The mind, Judas labored with his ambition—psychologically and with his spirit— he was of both fibers (perhaps he forgot happiness was or is a byproduct, not a divine attribute), in saying this, the next question that comes up is: “Was Judas trying to force the hand of God?” In essence, was he trying to take change of the world through his son? Or trying to get a piece of it ahead of time? And if so, who would be Jesus’ right hand man? And did Judas think: ‘Look here, I got a chance to be by the Father and Holy Spirit, the whole Godhead!” Perhaps so, and perhaps to degrees, whose to say.
Vanity and self-interest, which are part of the fiber of man, part of the original sin man inherited, is stronger than the whims of the devil himself.



Other Questions

Other questions that have come up have been: “Was Judas’ act predestined, or preordained? Well, whatever the case may be, it didn’t need to be. Perhaps Judas was plan B. that became plan A. It all depended on—I believe availability and usability. Although the time this all took place I do trust was preordained, it was a perfect time, a time of much construction, especially roads, by Rome, whom ruled the known and civilized world.

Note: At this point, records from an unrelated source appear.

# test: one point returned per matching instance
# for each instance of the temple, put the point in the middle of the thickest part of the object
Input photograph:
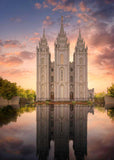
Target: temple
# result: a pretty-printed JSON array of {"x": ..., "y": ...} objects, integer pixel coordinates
[{"x": 62, "y": 80}]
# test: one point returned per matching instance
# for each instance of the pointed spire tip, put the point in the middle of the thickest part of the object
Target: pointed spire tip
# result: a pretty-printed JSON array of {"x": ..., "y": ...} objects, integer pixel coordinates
[{"x": 44, "y": 32}]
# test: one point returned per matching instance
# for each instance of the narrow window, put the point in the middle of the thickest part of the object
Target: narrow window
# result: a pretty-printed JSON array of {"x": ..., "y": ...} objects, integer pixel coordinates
[
  {"x": 61, "y": 58},
  {"x": 51, "y": 78},
  {"x": 71, "y": 78}
]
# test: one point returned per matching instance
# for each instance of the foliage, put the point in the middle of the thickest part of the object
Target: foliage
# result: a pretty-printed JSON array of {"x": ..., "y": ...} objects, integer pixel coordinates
[
  {"x": 9, "y": 114},
  {"x": 29, "y": 93},
  {"x": 7, "y": 89},
  {"x": 100, "y": 95},
  {"x": 110, "y": 90}
]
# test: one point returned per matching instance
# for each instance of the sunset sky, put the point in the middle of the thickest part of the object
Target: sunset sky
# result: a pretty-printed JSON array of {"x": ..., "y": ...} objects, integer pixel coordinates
[{"x": 21, "y": 25}]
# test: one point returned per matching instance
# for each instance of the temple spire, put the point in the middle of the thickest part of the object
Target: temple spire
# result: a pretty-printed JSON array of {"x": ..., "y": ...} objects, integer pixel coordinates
[
  {"x": 44, "y": 33},
  {"x": 79, "y": 33},
  {"x": 62, "y": 28}
]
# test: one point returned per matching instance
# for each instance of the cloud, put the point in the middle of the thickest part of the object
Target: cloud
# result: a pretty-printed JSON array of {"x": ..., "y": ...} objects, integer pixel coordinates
[
  {"x": 48, "y": 22},
  {"x": 15, "y": 19},
  {"x": 45, "y": 5},
  {"x": 11, "y": 44},
  {"x": 10, "y": 60},
  {"x": 65, "y": 8},
  {"x": 106, "y": 59},
  {"x": 82, "y": 6},
  {"x": 26, "y": 55},
  {"x": 85, "y": 17},
  {"x": 105, "y": 13},
  {"x": 38, "y": 5},
  {"x": 16, "y": 59},
  {"x": 52, "y": 2}
]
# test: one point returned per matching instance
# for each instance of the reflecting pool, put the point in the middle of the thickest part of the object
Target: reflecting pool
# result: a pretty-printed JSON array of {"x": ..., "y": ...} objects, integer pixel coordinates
[{"x": 56, "y": 132}]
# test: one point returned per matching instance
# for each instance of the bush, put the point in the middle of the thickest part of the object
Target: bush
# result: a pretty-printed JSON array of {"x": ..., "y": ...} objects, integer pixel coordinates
[{"x": 110, "y": 90}]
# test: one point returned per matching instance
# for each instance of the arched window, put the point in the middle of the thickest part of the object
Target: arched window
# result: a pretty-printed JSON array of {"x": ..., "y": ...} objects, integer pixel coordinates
[
  {"x": 71, "y": 78},
  {"x": 81, "y": 70},
  {"x": 61, "y": 58},
  {"x": 42, "y": 78},
  {"x": 81, "y": 60},
  {"x": 61, "y": 74},
  {"x": 42, "y": 60},
  {"x": 61, "y": 91}
]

Most of us think all the bible facts have come to light, when in-between these sacred books within the two canons, much is hidden to be revealed later, as if many parts are written in invisible ink. For each decade, generation, century has its own make up—its own needs, its own language you might say, and that is why the bible can speak from two-thousand years ago, to the contemporary man and woman of today.

The last question, “Did Judas commit the unpardonable sin?” If he did, he’s in hell, if he didn’t, well fine, then most likely he’s been pardoned. It’s a questioned to be reckoned with. He did believe who Jesus Christ was, the gospel in essence, which is: who Christ was, and what did he do, and why did he do it. In this he just got his values crossed I do believe. But for the second part, did he blasphemy the Holy Spirit? If he did, he’s down yonder. But how would he have done that? I can think of one way, by the act of treason, and if indeed he wanted to be on one side of Jesus, this was impossible, because Jesus even told John’s mother, it was impossible, because He was on one side of the father, and the Holy Spirit on the other, so was Judas trying to kick the Holy Spirit off the throne, or out of the Godhead, if indeed he was, that come under the unpardonable category.